In [35]: df2.iloc[1:3] #Position-oriented
Out[35]:
AAA BBB CCC
2 5 20 50
3 6 30 -30
In [36]: df2.loc[1:3] #Label-oriented
Out[36]:
AAA BBB CCC
1 4 10 100
2 5 20 50
3 6 30 -30
Using inverse operator (~) to take the complement of a mask
In [37]: df = pd.DataFrame(
....: {'AAA' : [4,5,6,7], 'BBB' : [10,20,30,40], 'CCC' : [100,50,-30,-50]}); df
....:
Out[37]:
AAA BBB CCC
0 4 10 100
1 5 20 50
2 6 30 -30
3 7 40 -50
In [38]: df[~((df.AAA <= 6) & (df.index.isin([0,2,4])))]
Out[38]:
AAA BBB CCC
1 5 20 50
3 7 40 -50
Panels
In [39]: rng = pd.date_range('1/1/2013',periods=100,freq='D')
In [40]: data = np.random.randn(100, 4)
In [41]: cols = ['A','B','C','D']
In [42]: df1, df2, df3 = pd.DataFrame(data, rng, cols), pd.DataFrame(data, rng, cols), pd.DataFrame(data, rng, cols)

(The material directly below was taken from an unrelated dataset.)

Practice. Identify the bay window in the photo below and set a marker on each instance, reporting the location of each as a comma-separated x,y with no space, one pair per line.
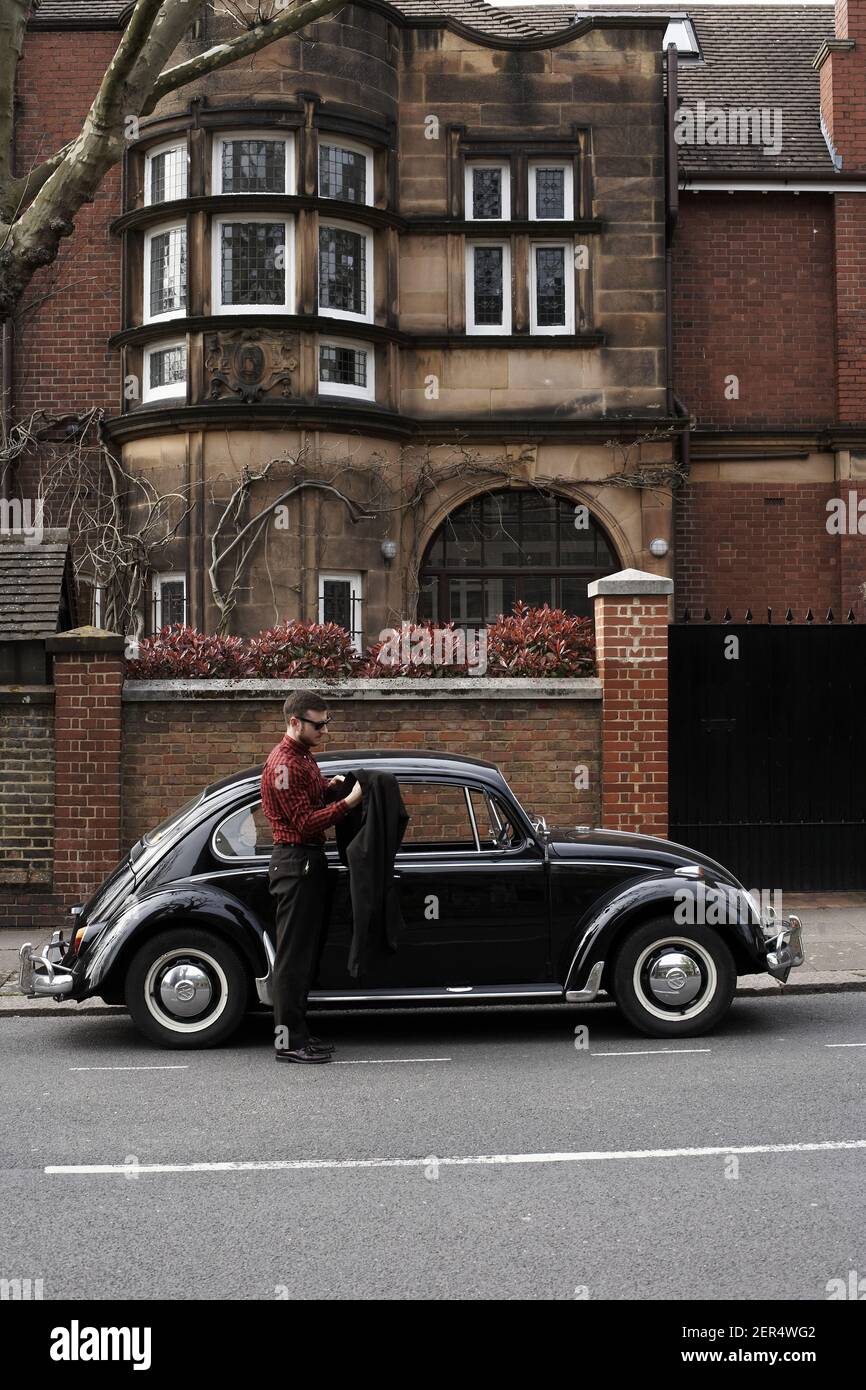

In [43]: pf = pd.Panel({'df1':df1,'df2':df2,'df3':df3});pf
Out[43]:
<class 'pandas.core.panel.Panel'>
Dimensions: 3 (items) x 100 (major_axis) x 4 (minor_axis)
Items axis: df1 to df3
Major_axis axis: 2013-01-01 00:00:00 to 2013-04-10 00:00:00
Minor_axis axis: A to D
In [44]: pf.loc[:,:,'F'] = pd.DataFrame(data, rng, cols);pf
Out[44]:
<class 'pandas.core.panel.Panel'>
Dimensions: 3 (items) x 100 (major_axis) x 5 (minor_axis)
Items axis: df1 to df3
Major_axis axis: 2013-01-01 00:00:00 to 2013-04-10 00:00:00
Minor_axis axis: A to F
Mask a panel by using np.where and then reconstructing the panel with the new masked values
New Columns
Efficiently and dynamically creating new columns using applymap
In [45]: df = pd.DataFrame(
....: {'AAA' : [1,2,1,3], 'BBB' : [1,1,2,2], 'CCC' : [2,1,3,1]}); df
....:
Out[45]:
AAA BBB CCC
0 1 1 2
1 2 1 1
2 1 2 3
3 3 2 1
In [46]: source_cols = df.columns # or some subset would work too.
In [47]: new_cols = [str(x) + "_cat" for x in source_cols]
In [48]: categories = {1 : 'Alpha', 2 : 'Beta', 3 : 'Charlie' }
In [49]: df[new_cols] = df[source_cols].applymap(categories.get);df
Out[49]:
AAA BBB CCC AAA_cat BBB_cat CCC_cat
0 1 1 2 Alpha Alpha Beta
1 2 1 1 Beta Alpha Alpha
2 1 2 3 Alpha Beta Charlie
3 3 2 1 Charlie Beta Alpha
Keep other columns when using min() with groupby
In [50]: df = pd.DataFrame(
....: {'AAA' : [1,1,1,2,2,2,3,3], 'BBB' : [2,1,3,4,5,1,2,3]}); df
....:
Out[50]:
AAA BBB
0 1 2
1 1 1
2 1 3
3 2 4
4 2 5
5 2 1
6 3 2
7 3 3
Method 1 : idxmin() to get the index of the mins
In [51]: df.loc[df.groupby("AAA")["BBB"].idxmin()]
Out[51]:
AAA BBB
1 1 1
5 2 1
6 3 2
Method 2 : sort then take first of each
In [52]: df.sort_values(by="BBB").groupby("AAA", as_index=False).first()
Out[52]:
AAA BBB
0 1 1
1 2 1
2 3 2
Notice the same results, with the exception of the index.